THE Archive Service of Donegal County Council is trying to locate relations of the late Daniel Doherty, who left Malin Head for Boston in the early 1900s and made a name for himself in the Irish political scene there.
Niamh Brennan, Donegal County Archivist, hopes to develop a travelling exhibition next year based on the archive’s collection of Mr Doherty’s papers, which include letters from John F. and Robert F. Kennedy and Charles DeGaulle. Daniel Doherty died in the 1970s.
“He had quite an amazing life,” Niamh said.
Niamh Brennan, with some of the rich collection of records held by the Archive Service.
The archives give voice to the rich history of Donegal and its people, through the records and writings of organisations and individuals. As archivist, Niamh not only catalogues, researches and maintains the collections, but finds creative ways to bring them to the public.
“Over the last twenty odd years we’ve acquired more and more, which means we’ve a really good collection for Donegal,” Niamh said.

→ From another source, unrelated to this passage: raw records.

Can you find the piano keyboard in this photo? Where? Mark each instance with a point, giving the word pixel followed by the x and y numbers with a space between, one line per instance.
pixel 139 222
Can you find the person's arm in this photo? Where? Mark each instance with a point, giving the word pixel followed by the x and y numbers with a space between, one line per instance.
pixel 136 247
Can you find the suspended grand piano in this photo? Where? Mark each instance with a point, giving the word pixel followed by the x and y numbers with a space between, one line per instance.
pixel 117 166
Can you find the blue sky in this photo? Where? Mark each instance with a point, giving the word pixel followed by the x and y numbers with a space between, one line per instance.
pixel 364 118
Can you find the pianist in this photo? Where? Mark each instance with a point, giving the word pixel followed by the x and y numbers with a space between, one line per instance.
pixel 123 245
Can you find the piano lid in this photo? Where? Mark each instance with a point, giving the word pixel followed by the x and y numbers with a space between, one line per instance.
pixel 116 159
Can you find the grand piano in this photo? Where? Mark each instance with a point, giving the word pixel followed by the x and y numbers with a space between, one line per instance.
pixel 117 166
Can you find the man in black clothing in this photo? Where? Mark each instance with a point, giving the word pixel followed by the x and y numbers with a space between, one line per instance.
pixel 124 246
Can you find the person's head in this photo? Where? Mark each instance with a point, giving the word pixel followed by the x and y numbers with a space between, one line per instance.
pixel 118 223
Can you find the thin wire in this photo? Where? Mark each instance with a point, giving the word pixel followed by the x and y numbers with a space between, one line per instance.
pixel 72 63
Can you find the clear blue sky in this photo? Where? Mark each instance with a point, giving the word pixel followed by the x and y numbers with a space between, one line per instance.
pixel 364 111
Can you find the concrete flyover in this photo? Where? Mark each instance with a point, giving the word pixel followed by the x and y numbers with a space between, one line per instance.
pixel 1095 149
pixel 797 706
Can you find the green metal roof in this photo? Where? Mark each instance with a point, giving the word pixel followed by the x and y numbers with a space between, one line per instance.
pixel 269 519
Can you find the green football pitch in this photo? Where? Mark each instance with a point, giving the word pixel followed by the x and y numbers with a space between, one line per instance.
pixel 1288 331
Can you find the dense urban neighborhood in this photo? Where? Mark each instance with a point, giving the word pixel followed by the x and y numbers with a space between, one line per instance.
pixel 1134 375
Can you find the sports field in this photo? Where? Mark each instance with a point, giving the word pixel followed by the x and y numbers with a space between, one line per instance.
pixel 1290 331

Archives are documents, such as minutes of county meetings, letters, maps, drawings, blueprints, manuscripts, literature and other records. They tell us what generations of Donegal people said and did – even, at times, what they thought.
The more personal pieces often draw the most attention. Niamh was interviewed by RTÉ News last year when the archive discovered a 19th-century Valentine’s Day letter in the collection of the Steele Nicholson family of Falmore House, Gleneely, Inishowen. This summer they were in the news after receiving documents related to the opening of the Coláiste Uladh building in Gorthork fifty years ago, including a letter from President Eamon de Valera to Breandán Mac Cnáimhsí, coláiste president.
A page from the minutes of the Inishowen Workhouse, held in the collection of the Archive Service.
The archive also produces booklets and other publications, and Niamh curated the exhibition, A Trek Through Time, which is travelling the county and uses photographs, letters, official documents, newspaper articles, and other archive items to illustrate themes and events from the past 250 years. She is working with the museum on an exhibition on emigration for the autumn.
The growing collection means that space is a challenge – even with two additional rented storage spaces, it’s getting tight. Still, Niamh encourages people to contact the archive before they throw away something that could be of significance to the history or culture of the county.
“We try to get out the message that before you destroy anything to come to the archives first to see if it’s worth preserving,” she said. If a document is worth preserving, Niamh will find room.